To study the effect of interfering compounds on the performance of the electrode, an amperometric i–t curve was produced (Fig. 5). While there was no change with the addition of each interfering compounds (KCl, KNO3, CaSO4, NaSO4, NaCl), a slight decrease in the current magnitude was observed overall. Following the addition of interfering compounds, upon further addition of NaOCl (0.1 mM), the proposed electrode clearly shows a large, stepwise increment in the current response for the electrochemical reduction of ClO−, even at this low concentration. This behavior confirms that the CGO–SnO2 electrode overcomes the interference effect of various ions at relatively high concentrations (1 mM). Finally, the results validate the application of the CGO–SnO2 electrodes for the selective, real-time sensing of free chlorine.
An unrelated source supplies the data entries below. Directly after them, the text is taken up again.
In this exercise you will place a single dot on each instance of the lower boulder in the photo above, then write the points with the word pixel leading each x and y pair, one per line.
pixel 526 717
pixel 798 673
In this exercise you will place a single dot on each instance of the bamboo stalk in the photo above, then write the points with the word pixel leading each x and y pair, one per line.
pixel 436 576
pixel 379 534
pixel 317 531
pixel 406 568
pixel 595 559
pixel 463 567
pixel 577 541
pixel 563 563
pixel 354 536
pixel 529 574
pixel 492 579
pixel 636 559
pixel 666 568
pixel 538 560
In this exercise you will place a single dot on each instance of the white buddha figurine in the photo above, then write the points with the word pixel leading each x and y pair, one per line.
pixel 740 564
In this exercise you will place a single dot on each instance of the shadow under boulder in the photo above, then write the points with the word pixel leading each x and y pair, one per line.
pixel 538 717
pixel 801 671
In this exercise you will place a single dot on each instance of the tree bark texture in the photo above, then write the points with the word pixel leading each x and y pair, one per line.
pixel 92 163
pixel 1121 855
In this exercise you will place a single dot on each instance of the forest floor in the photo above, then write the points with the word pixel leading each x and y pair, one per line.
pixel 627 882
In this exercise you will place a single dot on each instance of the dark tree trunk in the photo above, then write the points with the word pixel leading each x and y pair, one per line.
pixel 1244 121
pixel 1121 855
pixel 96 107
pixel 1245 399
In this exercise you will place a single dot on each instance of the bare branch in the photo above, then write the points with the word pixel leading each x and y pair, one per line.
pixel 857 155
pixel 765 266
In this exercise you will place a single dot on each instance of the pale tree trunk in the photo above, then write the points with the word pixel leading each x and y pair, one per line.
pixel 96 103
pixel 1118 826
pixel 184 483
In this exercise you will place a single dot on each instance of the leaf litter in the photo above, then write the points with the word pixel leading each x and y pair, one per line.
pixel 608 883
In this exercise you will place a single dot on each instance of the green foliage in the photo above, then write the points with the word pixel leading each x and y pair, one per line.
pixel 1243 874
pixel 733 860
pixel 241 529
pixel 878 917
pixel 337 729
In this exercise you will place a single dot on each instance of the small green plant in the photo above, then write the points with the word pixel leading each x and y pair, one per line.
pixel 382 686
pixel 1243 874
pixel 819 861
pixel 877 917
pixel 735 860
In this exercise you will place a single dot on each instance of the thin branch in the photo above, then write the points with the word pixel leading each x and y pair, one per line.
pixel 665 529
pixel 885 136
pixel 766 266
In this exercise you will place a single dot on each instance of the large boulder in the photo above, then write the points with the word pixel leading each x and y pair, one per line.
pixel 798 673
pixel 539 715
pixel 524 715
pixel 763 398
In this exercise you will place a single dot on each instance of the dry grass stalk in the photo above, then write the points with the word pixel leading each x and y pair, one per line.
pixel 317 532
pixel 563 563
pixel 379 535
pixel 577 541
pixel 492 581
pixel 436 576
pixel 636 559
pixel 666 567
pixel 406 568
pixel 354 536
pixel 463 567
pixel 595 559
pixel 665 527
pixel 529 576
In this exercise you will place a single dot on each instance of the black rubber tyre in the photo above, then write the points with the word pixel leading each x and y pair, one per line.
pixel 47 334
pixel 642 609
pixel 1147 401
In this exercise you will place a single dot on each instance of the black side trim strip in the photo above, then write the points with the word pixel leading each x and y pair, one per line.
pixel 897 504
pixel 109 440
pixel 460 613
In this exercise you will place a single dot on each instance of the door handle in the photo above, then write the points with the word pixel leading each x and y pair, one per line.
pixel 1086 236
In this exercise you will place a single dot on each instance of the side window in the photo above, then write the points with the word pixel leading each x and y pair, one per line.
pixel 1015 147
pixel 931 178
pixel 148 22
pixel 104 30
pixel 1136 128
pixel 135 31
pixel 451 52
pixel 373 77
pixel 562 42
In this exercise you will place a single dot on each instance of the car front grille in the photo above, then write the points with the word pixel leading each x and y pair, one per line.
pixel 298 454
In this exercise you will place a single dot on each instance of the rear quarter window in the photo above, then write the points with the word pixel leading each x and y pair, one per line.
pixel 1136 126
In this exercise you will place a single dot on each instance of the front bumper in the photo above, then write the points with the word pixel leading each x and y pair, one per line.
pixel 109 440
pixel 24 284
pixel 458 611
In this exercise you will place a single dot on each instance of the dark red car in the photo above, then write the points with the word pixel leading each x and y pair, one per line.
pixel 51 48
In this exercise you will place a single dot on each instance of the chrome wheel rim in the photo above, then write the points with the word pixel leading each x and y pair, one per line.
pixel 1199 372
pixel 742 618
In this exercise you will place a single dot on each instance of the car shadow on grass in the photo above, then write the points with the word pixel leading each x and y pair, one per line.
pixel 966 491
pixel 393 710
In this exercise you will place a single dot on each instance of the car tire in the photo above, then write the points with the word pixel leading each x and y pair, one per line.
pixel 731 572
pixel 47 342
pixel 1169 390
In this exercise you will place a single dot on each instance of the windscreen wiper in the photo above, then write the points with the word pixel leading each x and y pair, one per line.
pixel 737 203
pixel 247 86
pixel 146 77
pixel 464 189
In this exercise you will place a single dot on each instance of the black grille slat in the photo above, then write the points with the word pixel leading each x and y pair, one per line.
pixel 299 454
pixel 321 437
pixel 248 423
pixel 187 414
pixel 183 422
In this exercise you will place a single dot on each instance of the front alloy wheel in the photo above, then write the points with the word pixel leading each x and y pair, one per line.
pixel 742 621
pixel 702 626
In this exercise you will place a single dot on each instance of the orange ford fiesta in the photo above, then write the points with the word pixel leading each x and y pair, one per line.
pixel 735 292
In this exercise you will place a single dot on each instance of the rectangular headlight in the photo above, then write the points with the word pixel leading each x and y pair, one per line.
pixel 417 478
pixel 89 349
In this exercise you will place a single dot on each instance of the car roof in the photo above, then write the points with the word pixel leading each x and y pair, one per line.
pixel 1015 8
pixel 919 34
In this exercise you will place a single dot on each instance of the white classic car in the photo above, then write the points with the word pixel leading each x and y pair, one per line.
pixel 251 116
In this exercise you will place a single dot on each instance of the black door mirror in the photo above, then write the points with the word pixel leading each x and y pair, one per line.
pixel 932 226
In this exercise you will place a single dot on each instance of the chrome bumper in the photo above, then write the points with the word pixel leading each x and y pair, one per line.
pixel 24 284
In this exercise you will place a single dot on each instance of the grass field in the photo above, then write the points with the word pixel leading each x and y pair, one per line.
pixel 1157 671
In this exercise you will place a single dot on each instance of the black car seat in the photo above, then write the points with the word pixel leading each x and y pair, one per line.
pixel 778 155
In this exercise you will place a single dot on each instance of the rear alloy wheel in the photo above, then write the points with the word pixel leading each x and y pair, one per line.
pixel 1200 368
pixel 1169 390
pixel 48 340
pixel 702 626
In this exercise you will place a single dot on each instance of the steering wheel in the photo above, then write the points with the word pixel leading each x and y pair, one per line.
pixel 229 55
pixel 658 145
Detection of free chlorine in tap water
To validate the potential real-time sensing response, we have examined the electrocatalytic properties of CGO–SnO2 electrode to detect free chlorine in tap water. Saint Louis city tap water (MO, 63130 USA) was collected and used to directly prepare the stock solutions with NaOCl at various concentrations. The LSV technique, with a potential window of 0.8 to −0.8 V and a scan rate of 100 mV s−1, was again employed to determine the free chlorine concentration in PBS solution. Figure 6 shows the LSV response of the CGO–SnO2 electrode for various concentrations of ClO− ions. For increasing concentrations of ClO−, the corresponding reduction peak increases linearly. This confirms that the proposed electrode successfully detects free chlorine in tap water samples. The linear range of detection for free chlorine is 0.1–10.08 ppm. The inset of Fig. 6 shows the current vs. concentration plot for the detection of free chlorine in the tap water. From the calibration curve, the sensitivity of the CGO–SnO2 electrode for the detection of free chlorine was found to be 5.86 µA µM−1 cm−2. These electroanalyses studies clearly show that the CGO–SnO2 electrode effectively detects free chlorine in real water resource samples. Further, the linear range of this electrode falls within the acceptable limit to detect free chlorine (0.1–10.08 ppm) set by the various monitoring agencies. We also compared the results of CGO–SnO2 electrodes with other electrode materials reported in the literature. Table 2 shows the comparison studies of the present electrodes for the detection and determination of free chlorine. We can see that the electrode possesses a reasonable linear range of detection for free chlorine sensing (0.1–10.08 ppm) compared to other electrode materials.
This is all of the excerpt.